There's a guy who turned a delivery truck into a moving camera. He bought a submarine periscope lens out of an army surplus stores. His images looked pretty good.
 
rogueish said:
There's a guy who turned a delivery truck into a moving camera. He bought a submarine periscope lens out of an army surplus stores. His images looked pretty good.
Cool idea. I might try to find some sort of lens element to play with, but at this point it seems that the pinhole might be a better route, at least to start. Thanks for the info on the size of the pinhole. I guess when you are using a large focal length, the hole sizes become large enough to manage with a household drill. That's a benefit! :smile:

Paul.
 
You could experiment with a lens barrel or a LF shutter with the lens cells removed, and just use the diaphragm to see what size hole makes a good image for you.
 
For a simple lens (like a positive meniscus), you can find some pretty long lenses out there. SurplusShed has a 5025mm focal length lens (about 16.5 feet); it's only about 1/2" diameter, though, so you'll need a pretty dark room. (For $4, it's probably worth a try.) Search the old surplus optical companies...you'll probably come across something that you could use.

(David's idea about using the iris from an LF shutter as a variable pinhole is an excellent idea.)
 
The longer the focal length, the larger you need to make a pinhole, but the dimmer the resulting image gets (the pinhole size increases as the square root of the focal distance).

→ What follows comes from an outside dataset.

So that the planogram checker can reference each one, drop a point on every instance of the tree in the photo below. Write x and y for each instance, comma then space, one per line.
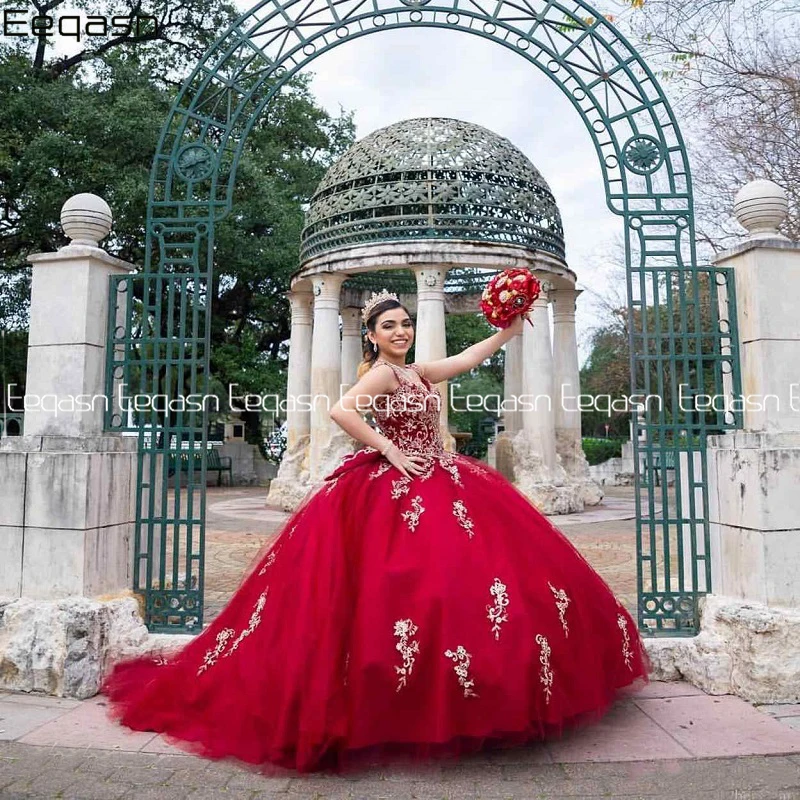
95, 127
735, 71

What you need is a lens with a focal length of around 120 inches, the bigger the better. You might consider shopping around the Edmund optical catalog for a positive and negative with suitable focal lengths to create the composite focal length you need -- you'll want the negative to have 1/3 diopter less power than the positive, about, with diopter power being the inverse of the focal length in meters. Combine the two and you'll get a doublet lens with about 1/3 diopter total power, or about 10 feet focal length. Get a lens four inches in diameter, and you'll be close to f/32, which should project a bright enough image from a sunlit exterior to be easy to see with other light sources turned off. You could also do the same with two positive lenses, allowing the first to form an inverted real image and then using the second to project that real image, now upright, onto your screen -- and in this case, you can much more easily adjust the focal length and image size by varying the lens spacing. That, in turn, lets you teach a little optics as you go -- show the (small) inverted image from the first lens, and the similarly (small) inverted image from the second, and then demonstrate how they combine to form a system that will project a large, upright image -- including using the lens equations to predict what image size you'll get with different spacings.
 
Mongo said:
SurplusShed has a 5025mm focal length lens (about 16.5 feet); it's only about 1/2" diameter, though, so you'll need a pretty dark room. (For $4, it's probably worth a try.)
They also have a 4000mm that is 42mm in diameter, so it should let in quite a bit more light that the 1/2" one or a 1" pinhole. At least I should hope so. It's also $4, so I think I will get one to see what I get.

Thanks again to everyone for their ideas. I would also love to hear more!

Paul.
 
Paul

I did something similar for the local school my kids go to, these are 9 and 10 year olds. I took some sheets of cardboard, tape and a pocket full of flat steel washers. Once the window was closed off with the cardboard and a 4x4" hole cut in the centre it was a simple matter of changing the washers (on another piece of board) until we got something that worked. The process took maybe 5 minutes and we used about a 20mm hole projected onto a wall about 3 metres away.

The image was bright enough to see after standing in the room for about a minute, this was on a dull overcast day. The most interesting thing about it was the super wide view. It covered the side walls as well as the one opposite the hole.